While answering a question on SO yesterday, I noticed that if an object is initialized using an Object Initializer, the compiler creates an extra local variable.
Con
For the Why: could be that it's done to ensure that no "known" reference to a not (fully) initialized object (from the language's point of view) exists? Something like (pseudo-)constructor semantics for the object initializer? But that's just an idea.. and I can't imagine a way to use the reference and access the not initialized object besides in a multi-threaded environment.
EDIT: too slow..
Thread-safety and atomicity.
First, consider this line of code:
MyObject foo = new MyObject { Name = "foo", Value = 42 };
Anybody reading that statement might reasonably assume that the construction of the foo
object will be atomic. Before the assignment the object doesn't exist at all. Once the assignment has completed the object exists and is in the expected state.

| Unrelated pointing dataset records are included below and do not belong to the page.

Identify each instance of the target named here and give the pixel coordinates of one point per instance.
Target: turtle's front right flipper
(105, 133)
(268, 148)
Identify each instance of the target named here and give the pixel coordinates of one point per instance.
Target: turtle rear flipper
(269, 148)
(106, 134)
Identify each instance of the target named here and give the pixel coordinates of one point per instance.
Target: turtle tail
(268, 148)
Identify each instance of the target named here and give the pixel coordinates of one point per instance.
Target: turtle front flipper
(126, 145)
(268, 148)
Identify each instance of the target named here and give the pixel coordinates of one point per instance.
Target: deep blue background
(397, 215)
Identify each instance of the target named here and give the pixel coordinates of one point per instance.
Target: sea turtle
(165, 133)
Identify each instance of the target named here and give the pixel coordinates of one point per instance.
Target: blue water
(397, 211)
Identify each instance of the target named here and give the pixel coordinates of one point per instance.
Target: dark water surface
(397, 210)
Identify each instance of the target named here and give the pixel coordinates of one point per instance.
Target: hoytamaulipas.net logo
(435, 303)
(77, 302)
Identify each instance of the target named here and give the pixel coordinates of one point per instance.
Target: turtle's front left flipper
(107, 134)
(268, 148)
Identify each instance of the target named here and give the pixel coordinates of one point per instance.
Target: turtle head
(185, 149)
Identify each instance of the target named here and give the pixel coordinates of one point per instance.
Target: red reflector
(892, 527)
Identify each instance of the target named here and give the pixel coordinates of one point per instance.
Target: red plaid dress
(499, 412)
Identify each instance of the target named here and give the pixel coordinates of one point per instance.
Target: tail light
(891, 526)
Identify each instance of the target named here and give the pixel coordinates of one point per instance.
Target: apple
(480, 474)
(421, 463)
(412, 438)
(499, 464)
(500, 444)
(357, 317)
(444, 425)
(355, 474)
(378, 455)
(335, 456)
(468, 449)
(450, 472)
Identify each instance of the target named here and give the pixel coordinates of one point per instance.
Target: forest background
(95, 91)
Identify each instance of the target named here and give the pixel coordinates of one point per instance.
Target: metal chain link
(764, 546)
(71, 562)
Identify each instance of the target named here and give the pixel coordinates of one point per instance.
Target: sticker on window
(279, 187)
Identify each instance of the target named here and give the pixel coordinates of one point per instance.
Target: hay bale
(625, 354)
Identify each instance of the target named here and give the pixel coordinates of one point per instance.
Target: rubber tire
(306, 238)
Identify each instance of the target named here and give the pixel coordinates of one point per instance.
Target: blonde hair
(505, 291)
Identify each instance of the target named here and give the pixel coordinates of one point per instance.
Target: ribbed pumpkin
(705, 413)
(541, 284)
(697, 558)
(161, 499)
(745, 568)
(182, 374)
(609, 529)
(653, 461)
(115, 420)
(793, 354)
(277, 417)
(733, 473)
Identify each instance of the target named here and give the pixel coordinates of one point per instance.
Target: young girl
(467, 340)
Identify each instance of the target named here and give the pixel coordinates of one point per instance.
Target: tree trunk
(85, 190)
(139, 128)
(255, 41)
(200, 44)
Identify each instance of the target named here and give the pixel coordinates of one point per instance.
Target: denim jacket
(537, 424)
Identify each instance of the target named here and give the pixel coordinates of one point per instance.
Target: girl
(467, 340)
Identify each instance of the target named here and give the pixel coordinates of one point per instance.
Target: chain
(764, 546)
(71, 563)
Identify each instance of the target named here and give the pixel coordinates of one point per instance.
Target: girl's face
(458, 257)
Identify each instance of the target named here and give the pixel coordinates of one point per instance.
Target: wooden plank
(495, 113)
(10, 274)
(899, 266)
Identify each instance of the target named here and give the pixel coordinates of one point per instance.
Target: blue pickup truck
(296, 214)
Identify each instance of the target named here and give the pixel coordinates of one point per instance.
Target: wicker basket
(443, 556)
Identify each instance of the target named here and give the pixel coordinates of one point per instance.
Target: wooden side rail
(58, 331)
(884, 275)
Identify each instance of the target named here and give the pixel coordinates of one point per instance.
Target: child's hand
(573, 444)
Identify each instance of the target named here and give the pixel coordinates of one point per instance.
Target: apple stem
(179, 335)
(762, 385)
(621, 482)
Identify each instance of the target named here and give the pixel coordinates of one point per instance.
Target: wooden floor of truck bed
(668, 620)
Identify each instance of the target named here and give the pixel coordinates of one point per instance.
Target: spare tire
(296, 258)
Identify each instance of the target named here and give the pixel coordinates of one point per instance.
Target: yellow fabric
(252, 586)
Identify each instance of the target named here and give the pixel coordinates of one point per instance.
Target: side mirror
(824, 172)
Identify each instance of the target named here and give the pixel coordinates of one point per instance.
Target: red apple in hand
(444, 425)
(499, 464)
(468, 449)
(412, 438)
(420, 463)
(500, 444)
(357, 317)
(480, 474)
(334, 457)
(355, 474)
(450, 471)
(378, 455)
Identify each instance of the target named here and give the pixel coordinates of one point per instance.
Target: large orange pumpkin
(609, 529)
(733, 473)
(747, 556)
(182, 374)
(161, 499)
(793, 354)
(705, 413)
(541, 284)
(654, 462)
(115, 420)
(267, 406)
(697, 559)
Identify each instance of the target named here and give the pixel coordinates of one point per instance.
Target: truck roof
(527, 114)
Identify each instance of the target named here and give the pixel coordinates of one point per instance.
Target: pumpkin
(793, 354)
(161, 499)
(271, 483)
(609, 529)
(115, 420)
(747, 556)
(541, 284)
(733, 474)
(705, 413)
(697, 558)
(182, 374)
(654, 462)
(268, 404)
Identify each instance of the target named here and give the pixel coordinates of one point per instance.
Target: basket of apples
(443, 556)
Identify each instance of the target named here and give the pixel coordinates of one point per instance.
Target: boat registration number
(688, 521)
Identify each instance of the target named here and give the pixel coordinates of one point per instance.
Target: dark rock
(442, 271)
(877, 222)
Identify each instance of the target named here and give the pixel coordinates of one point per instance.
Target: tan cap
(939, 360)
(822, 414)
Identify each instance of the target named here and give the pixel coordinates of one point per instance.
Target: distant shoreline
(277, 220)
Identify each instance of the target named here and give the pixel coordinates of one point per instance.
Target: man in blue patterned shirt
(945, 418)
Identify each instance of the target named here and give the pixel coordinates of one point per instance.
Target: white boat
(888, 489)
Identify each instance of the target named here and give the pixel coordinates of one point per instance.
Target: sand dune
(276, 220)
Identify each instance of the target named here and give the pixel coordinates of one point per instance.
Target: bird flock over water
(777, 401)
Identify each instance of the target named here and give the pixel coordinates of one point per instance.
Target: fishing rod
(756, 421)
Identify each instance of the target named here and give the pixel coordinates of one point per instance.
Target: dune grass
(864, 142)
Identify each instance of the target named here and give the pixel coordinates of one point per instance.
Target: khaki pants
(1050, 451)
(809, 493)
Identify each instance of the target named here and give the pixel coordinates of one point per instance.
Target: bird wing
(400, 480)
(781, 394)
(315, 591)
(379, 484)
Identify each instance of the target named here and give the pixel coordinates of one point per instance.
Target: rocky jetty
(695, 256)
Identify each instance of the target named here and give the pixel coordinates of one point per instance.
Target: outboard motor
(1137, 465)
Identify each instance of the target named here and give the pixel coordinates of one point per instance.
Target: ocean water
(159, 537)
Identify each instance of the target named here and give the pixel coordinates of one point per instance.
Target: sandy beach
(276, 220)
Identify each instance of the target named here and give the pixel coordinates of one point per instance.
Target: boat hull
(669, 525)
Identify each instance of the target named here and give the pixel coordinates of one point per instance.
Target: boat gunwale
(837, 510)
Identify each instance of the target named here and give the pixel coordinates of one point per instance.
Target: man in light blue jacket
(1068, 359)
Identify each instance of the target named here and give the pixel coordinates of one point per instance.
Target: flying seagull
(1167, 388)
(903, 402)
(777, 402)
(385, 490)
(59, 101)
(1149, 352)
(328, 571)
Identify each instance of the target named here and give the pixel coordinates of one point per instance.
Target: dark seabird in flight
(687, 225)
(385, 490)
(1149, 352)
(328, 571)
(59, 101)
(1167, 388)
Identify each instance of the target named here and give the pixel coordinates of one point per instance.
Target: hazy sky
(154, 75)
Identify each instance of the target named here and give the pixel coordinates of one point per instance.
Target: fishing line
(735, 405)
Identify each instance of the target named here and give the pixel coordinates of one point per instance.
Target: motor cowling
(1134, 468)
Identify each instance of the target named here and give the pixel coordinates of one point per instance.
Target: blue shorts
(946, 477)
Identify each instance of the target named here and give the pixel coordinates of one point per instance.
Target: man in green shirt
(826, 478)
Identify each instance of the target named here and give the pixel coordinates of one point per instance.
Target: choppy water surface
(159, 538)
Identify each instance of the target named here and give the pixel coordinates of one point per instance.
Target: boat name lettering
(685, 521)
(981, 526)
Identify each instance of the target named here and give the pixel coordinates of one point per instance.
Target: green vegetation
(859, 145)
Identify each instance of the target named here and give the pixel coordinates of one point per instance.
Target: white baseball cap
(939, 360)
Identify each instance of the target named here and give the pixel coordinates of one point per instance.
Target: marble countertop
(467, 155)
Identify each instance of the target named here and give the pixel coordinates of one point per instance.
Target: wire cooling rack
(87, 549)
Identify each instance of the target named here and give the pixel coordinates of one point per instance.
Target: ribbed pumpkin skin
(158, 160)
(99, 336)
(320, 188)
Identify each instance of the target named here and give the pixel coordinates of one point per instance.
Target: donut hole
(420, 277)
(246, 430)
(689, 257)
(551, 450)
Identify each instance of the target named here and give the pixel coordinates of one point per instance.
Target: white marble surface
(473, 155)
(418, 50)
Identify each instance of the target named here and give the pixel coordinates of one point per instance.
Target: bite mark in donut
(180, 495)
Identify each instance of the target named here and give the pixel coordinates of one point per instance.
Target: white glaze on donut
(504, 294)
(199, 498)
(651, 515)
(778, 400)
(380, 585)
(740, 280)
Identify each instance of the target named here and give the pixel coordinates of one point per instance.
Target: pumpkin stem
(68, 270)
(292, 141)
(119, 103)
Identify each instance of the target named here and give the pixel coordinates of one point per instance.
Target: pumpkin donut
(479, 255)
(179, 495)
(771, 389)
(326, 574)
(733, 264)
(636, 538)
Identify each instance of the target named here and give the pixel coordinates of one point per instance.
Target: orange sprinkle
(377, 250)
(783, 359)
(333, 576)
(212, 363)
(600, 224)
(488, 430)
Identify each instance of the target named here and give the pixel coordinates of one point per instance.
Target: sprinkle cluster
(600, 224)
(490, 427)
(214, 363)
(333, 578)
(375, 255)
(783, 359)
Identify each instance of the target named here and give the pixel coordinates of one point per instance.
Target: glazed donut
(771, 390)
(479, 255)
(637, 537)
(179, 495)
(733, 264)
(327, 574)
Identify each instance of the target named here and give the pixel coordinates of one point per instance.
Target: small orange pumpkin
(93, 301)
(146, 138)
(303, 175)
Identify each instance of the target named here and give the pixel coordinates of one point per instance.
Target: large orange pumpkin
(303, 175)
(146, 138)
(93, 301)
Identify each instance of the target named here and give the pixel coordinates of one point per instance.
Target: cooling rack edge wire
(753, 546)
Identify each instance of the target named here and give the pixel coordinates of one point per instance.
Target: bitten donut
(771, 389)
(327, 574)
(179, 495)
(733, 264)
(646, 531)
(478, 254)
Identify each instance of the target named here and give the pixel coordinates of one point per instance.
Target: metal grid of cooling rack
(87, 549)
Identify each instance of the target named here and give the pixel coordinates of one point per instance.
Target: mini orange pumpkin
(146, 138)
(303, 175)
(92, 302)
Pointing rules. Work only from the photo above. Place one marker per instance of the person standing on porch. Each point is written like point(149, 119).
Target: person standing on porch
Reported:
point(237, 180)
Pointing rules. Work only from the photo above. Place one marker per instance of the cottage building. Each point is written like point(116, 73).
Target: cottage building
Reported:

Now consider two possible ways of translating that code:
// #1
MyObject foo = new MyObject();
foo.Name = "foo";
foo.Value = 42;
// #2
MyObject temp = new MyObject(); // temp will be a compiler-generated name
temp.Name = "foo";
temp.Value = 42;
MyObject foo = temp;
In the first case the foo
object is instantiated on the first line, but it won't be in the expected state until the final line has finished executing. What happens if another thread tries to access the object before the last line has executed? The object will be in a semi-initialised state.
In the second case the foo
object doesn't exist until the final line when it is assigned from temp
. Since reference assignment is an atomic operation this gives exactly the same semantics as the original, single-line assignment statement. ie, The foo
object never exists in a semi-initialised state.
Luke's answer is both correct and excellent, so good on you. It is not, however, complete. There are even more good reasons why we do this.
The specification is extremely clear that this is the correct codegen; the specification says that an object initializer creates a temporary, invisible local which stores the result of the expression. But why did we spec it that way? That is, why is it that
Foo foo = new Foo() { Bar = bar };
means
Foo foo;
Foo temp = new Foo();
temp.Bar = bar;
foo = temp;
and not the more straightforward
Foo foo = new Foo();
foo.Bar = bar;
Well, as a purely practical matter, it's always easier to specify the behaviour of an expression as based on its contents, not its context. For this specific case though, suppose we specified that this was the desired codegen for assignment to a local or field. In that case, foo would be definitely assigned after the (), and therefore could be used in the initializer. Do you REALLY want
Foo foo = new Foo() { Bar = M(foo) };
to be legal? I hope not. foo is not definitely assigned until after the initialization is done.
Or, consider properties.
Frob().MyFoo = new Foo() { Bar = bar };
This has to be
Foo temp = new Foo();
temp.Bar = bar;
Frob().MyFoo = temp;
and not
Frob().MyFoo = new Foo();
Frob().MyFoo.Bar = bar;
because we don't want Frob() called twice and we don't want property MyFoo accessed twice, we want them each accessed once.
Now, in your particular case, we could write an optimizing pass that detects that the extra local is unnecessary and optimize it away. But we have other priorities, and the jitter probably does a good job of optimizing locals.
Good question. I've been meaning to blog this one for a while.